Cell Biol Int ; 45(8): 1613-1623, 2021 Aug.
Article in English | MEDLINE | ID: mdl-33856089

ABSTRACT

The male urogenital system is composed of the reproductive system and the urinary tract; they have an interconnected embryonic development and share one of their anatomical components, the urethra. This system has a highly complex physiology deeply interconnected with the circulatory and nervous systems, as well as being capable of adapting to environmental variations; it also undergoes changes with aging and, in the case of the reproductive system, with seasonality. The stroma is an essential component in this physiological plasticity and its complexity has increased with the description in the last decade of a new cell type, the telocyte. Several studies have demonstrated the presence of telocytes in the organs of the male urogenital system and other systems; however, their exact function is not yet known. The present review addresses current knowledge about telocytes in the urogenital system in terms of their locations, interrelationships, possible functions and pathological implications.
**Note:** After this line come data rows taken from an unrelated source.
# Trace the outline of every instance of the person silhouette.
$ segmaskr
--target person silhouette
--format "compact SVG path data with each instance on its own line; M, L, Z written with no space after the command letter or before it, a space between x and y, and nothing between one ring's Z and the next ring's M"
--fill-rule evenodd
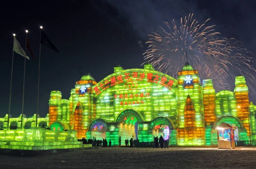
M161 148L163 149L163 147L164 139L163 139L163 138L162 137L162 135L160 135L160 137L159 138L159 143L160 143L160 146L161 146Z
M111 143L111 143L111 140L109 140L109 143L108 143L108 144L109 145L108 146L109 146L109 147L111 147Z
M157 136L155 138L155 146L156 146L156 148L158 148L158 136Z

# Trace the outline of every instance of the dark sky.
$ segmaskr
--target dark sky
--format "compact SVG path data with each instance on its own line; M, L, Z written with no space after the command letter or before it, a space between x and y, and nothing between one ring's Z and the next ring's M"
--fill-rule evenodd
M12 34L24 49L25 30L35 59L26 62L24 114L36 110L39 26L60 51L42 46L39 114L48 112L52 90L68 99L70 90L83 74L97 82L120 65L125 69L142 68L147 35L164 21L180 21L189 13L209 23L222 36L234 37L256 54L256 11L248 0L55 0L9 1L0 7L0 117L8 113L13 45ZM21 2L23 1L23 2ZM24 1L26 1L24 2ZM251 1L250 3L250 1ZM38 2L41 2L38 3ZM138 43L142 42L143 47ZM29 56L29 54L28 54ZM23 58L15 54L11 114L21 113ZM233 91L233 88L230 90ZM256 99L250 95L250 100Z

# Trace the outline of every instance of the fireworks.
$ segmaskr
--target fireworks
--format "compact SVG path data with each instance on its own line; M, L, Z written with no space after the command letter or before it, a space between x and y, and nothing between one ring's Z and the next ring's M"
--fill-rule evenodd
M158 71L176 78L186 62L186 52L189 63L198 70L201 79L212 79L216 91L230 89L231 80L243 75L251 87L256 72L253 54L240 41L218 37L220 34L215 31L215 25L207 25L209 19L200 25L192 17L192 14L181 18L180 26L174 20L170 25L165 22L168 31L160 27L160 31L150 35L145 60Z

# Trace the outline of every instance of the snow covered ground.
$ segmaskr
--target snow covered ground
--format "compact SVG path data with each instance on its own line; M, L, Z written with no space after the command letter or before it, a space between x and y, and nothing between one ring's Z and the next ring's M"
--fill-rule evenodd
M0 169L254 169L256 148L87 149L55 155L0 155Z

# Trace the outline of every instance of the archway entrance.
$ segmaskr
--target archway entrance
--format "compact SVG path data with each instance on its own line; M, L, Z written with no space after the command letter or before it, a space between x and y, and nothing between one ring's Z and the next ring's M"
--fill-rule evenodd
M247 131L244 128L243 123L240 119L232 115L222 115L216 120L212 128L212 130L215 130L215 132L217 132L215 129L217 127L223 122L230 124L235 129L234 131L234 139L235 141L248 139ZM228 138L229 132L230 131L224 131L222 133L220 133L221 134L219 136L223 138Z
M119 144L125 145L125 140L138 138L138 128L142 121L142 116L135 110L127 109L117 116L116 122L119 128Z
M169 144L175 145L177 133L174 126L171 120L166 117L156 118L152 120L150 124L152 137L159 138L162 135Z
M102 119L93 120L90 125L88 132L86 132L86 138L98 140L106 138L107 122Z

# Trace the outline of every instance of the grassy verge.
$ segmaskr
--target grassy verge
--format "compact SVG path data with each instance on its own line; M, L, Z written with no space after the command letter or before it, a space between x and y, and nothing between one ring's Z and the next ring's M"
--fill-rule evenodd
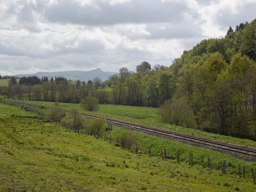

It has been found that telocytes in the urogenital system possibly have a leading role in stromal tissue organization/maintenance, in addition to participation in stem cell niches and an association with the immune system, as well as specific functions in the urogenital system, lipid synthesis in the testes, erythropoiesis in the kidneys and the micturition reflex in the bladder. There is also evidence that telocytes are involved in pathologies in the kidneys, urethra, bladder, prostate, and testes.


Subject(s)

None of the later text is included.